Hartman, however, has maintained in interviews and across his campaign’s social media that the sheriff’s office atmosphere is a positive one. “Due to their lack of qualifications, my opponents have chosen to run a negative campaign. They are insinuating there are problems and low morale at the Sheriff’s Office by using the political standby words of ‘transparency,’ and ‘integrity’ but they have nothing of substance to offer.”
Experience
Mathein describes the sheriff’s position as primarily administrative; Hartman and Gardner were in agreement that a sheriff needed qualifications and hands-on experience to do the job well and retain the trust of the deputies.
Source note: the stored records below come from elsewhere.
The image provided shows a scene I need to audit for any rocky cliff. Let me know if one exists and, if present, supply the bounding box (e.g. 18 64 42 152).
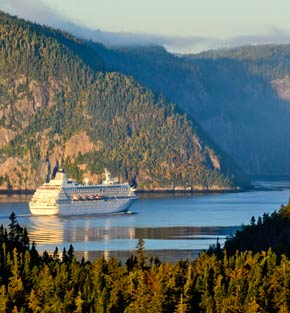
0 13 249 190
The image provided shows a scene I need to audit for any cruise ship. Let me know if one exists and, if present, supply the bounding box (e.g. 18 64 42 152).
29 169 136 216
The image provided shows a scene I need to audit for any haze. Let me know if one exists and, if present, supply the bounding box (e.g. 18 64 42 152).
0 0 290 53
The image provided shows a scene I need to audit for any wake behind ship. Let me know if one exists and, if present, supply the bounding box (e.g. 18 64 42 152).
29 169 136 215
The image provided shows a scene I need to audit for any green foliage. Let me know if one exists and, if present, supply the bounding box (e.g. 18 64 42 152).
0 13 249 190
90 42 290 175
0 214 290 313
225 201 290 257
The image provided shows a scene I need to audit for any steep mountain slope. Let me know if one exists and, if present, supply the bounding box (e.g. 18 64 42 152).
0 13 248 190
90 43 290 175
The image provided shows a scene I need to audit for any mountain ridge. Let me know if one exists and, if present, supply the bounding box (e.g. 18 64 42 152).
0 13 249 190
89 42 290 176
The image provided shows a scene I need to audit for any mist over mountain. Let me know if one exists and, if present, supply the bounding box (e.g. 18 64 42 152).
86 43 290 175
0 13 249 190
0 0 290 54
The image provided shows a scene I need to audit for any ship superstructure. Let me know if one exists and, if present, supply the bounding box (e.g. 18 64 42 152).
29 169 136 215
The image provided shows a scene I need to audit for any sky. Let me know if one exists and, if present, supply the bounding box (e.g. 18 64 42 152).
0 0 290 53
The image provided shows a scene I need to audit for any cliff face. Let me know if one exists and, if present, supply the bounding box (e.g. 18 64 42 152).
91 43 290 175
0 14 248 190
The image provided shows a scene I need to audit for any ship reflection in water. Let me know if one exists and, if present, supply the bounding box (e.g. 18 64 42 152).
28 214 238 261
0 181 290 262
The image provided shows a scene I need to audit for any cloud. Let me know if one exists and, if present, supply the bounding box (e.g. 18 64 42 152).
0 0 290 53
0 0 64 27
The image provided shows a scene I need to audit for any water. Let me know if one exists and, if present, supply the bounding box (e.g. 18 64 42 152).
0 181 290 261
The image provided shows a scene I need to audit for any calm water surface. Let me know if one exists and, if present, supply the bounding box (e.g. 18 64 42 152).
0 181 290 261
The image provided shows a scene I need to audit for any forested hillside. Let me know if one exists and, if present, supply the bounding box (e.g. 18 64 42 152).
0 13 248 190
90 43 290 175
0 213 290 313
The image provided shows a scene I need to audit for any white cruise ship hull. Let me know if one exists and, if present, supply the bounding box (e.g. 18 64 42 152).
29 168 136 216
30 198 135 216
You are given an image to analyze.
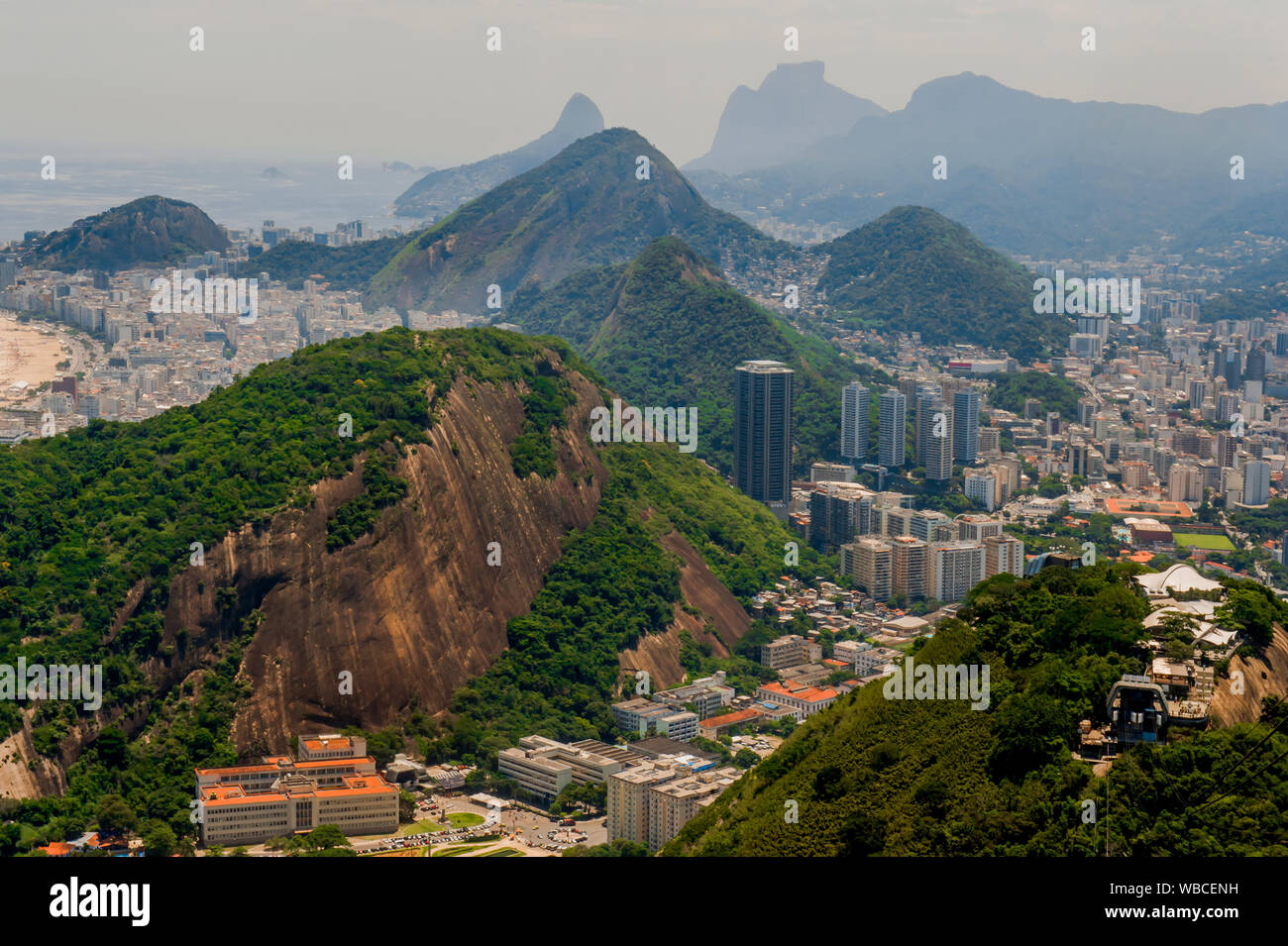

When Walker appointed Hartman, “he did not look in the medical examiner’s office for a replacement for sheriff,” Gardner observed.
“The sheriff is not the guy that’s out on the street writing tickets and busting heads,” Mathein said. “The sheriff is primarily an administrative position. It’s for budgeting, it’s for making sure the manpower is in the right places.”
“When I hear him say things like… ‘he’s just an administrator,’ …that scares me, as an employee. I think it would scare other deputies too,” Gardner explained in an interview. He used the example of incidents in which a sheriff has to make a judgment call on a deputy’s use of force, a scenario in which training and experience are crucial.
“Contrary to my opponent’s opinion, it takes more than management skills to be the sheriff,” Hartman wrote on Facebook Monday. “As the sheriff, I make determinations about use of force issues, write citations, work community events (like Country Fest) and I have made arrests while doing so. My presence as a law enforcement officer at events and meetings has ended issues before they arise. If Larry Mathein is elected sheriff he would not be able to carry a gun as the sheriff, he would not be able to make an arrest, he would not be able to write a citation or do any of the other duties a deputy sheriff does.”
The Wisconsin partisan primary will take place Tuesday, Aug.14. Other primary races on the ballot include Wisconsin Governor, Lt. Governor, Attorney General, Secretary of State, State Treasurer, U.S. Senator, U.S. Representative, and State Assembly. Polls are open 7 a.m. to 8 p.m. To find out where to vote and who will be on the ballot, visit myvotewi.gov.